1150P - Real-world study on oxaliplatin-based chemotherapy in patients with advanced neuroendocrine neoplasms : clinical outcomes and preliminary correlati...

Date 27 September 2014
Event ESMO 2014
Session Poster Display session
Topics Anti-Cancer Agents & Biologic Therapy
Neuroendocrine Cancers
Presenter Francesca Spada
Citation Annals of Oncology (2014) 25 (suppl_4): iv394-iv405. 10.1093/annonc/mdu345
Authors F. Spada1, N. Fazio1, R. Marconcini2, A. Antonuzzo3, S. Ricci3, A. Fontana4, G. Luppi5, L. Antonuzzo6, F. Di Costanzo7, E. Nobili8, D. Radice9, S. Galdy1, M.A. Sonzogni10, E. Pisa10, M. Barberis10
  • 1Upper Gi And Net Unit, EUROPEAN INSTITUTE OF ONCOLOGY, 20141 - MILAN/IT
  • 2U.o. Oncologia Medica 2 Universitaria, Azienda Ospedaliero Universitaria S.Chiara, 56100 - Pisa/IT
  • 3Oncologia, Trapianti E Nuove Tecnologie In Medicina, Polo Oncologico - Azienda Ospedaliero-Universitaria Pisana - Istituto Toscano Tumori, 56126 - Pisa/IT
  • 4Oncology Unit, University Hospital of Modena and Reggio Emilia, Modena/IT
  • 5Oncology, Haematology And Respiratory Disease, AUO MODENA, 41124 - Modena/IT
  • 6Oncologia Medica, Azienda Ospedaliero-Universitaria Careggi, Firenze/IT
  • 7Oncologia Medica, Azienda Ospedaliera CareggiU.O. Medical Oncology, IT-50139 - Firenze/IT
  • 8Oncologia Medica, Ospedale Sant'Orsola Malpighi, Bologna/IT
  • 9Biostatistics And Epidemiology Department, EUROPEAN INSTITUTE OF ONCOLOGY, 20141 - MILAN/IT
  • 10Pathology, EUROPEAN INSTITUTE OF ONCOLOGY, 20141 - MILAN/IT

Abstract

Aim

Currently there is no standard chemotherapy for well and moderately differentiated neuroendocrine neoplasms (NENs). Some evidences exist for oxaliplatin activity in combination with capecitabine or gemcitabine. We present the results of an Italian multicenter “real-world” study evaluating activity and toxicity of oxaliplatin-based chemotherapy in patients with advanced NENs.

Methods

Clinical records of patients from four centers were reviewed. Response rate (RR), time to progression (TTP), toxicity, and overall survival (OS) were calculated. The tissue tumor samples were centrally analyzed at Istituto Europeo di Oncologia (IEO) to detect Ki67, grade of differentiation and excision repair cross-complementing group-1 (ERCC-1).

Results

Seventy-eight patients were included. The primary neoplasm was: pancreas in 36 (46%), gastrointestinal in 19 (24%), lung in 15 (19%), unknown in 8 (10%). Fifthy-one patients (65%) received capecitabine/oxaliplatin (CAPOX), 5 (6%) gemcitabine/oxaliplatin (GEMOX), 23 (29%) leucovorin/fluorouracil/oxaliplatin (FOLFOX-4).
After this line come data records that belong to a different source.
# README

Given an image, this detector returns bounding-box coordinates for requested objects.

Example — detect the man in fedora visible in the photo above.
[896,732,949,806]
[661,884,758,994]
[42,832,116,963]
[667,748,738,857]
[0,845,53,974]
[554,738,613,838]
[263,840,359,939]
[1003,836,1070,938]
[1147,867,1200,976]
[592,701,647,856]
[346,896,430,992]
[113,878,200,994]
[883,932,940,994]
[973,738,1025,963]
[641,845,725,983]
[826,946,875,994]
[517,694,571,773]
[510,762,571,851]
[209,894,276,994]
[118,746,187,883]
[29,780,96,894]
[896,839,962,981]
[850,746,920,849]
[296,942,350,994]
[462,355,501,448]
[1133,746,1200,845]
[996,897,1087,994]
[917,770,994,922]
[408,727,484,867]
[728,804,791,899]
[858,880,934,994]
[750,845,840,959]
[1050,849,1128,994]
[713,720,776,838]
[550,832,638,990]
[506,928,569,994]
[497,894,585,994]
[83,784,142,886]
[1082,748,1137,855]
Partial responses (PR) occurred in 20 patients (26%), over half of them pancreatic NENs (PNENs); stable disease (SD) in 42 (55%). With a median follow-up of 21 months the median TTP and OS were respectively 8 and 32 months with 70 and 45 events. A total of 87% of patients experienced adverse events (Grade 3-4 in 20%) most frequently neurological and gastrointestinal. According to 2010 WHO classification, Ki67 labeling index (LI) in the gastro-entero-pancreatic (GEP) NENs was <2% (G1) in 9 (16%), 3-20% (G2) in 36 (65%), >20% (G3) in 9 (16%). As for the Travis' classification, 2/15 (13%) lung NENs were classified as typical carcinoids, 11 (69%) as atypical, one as large cell neuroendocrine carcinoma, and one not otherwise specified. Immunohistochemical (IHC) over-expression for ERCC1 was positive in 4 out of 28 evaluated samples, with no significant correlation with clinical outcome.

Conclusions

This analysis confirms that oxaliplatin-based chemotherapy has a manageable safety profile and is active in advanced NENs independently from the grading of the tumor. The over 80% disease control (PR + SD) and almost one year TTP justify a prospective study in NENs with intermediate biological characteristics, especially with pancreatic primary.

Disclosure

All authors have declared no conflicts of interest.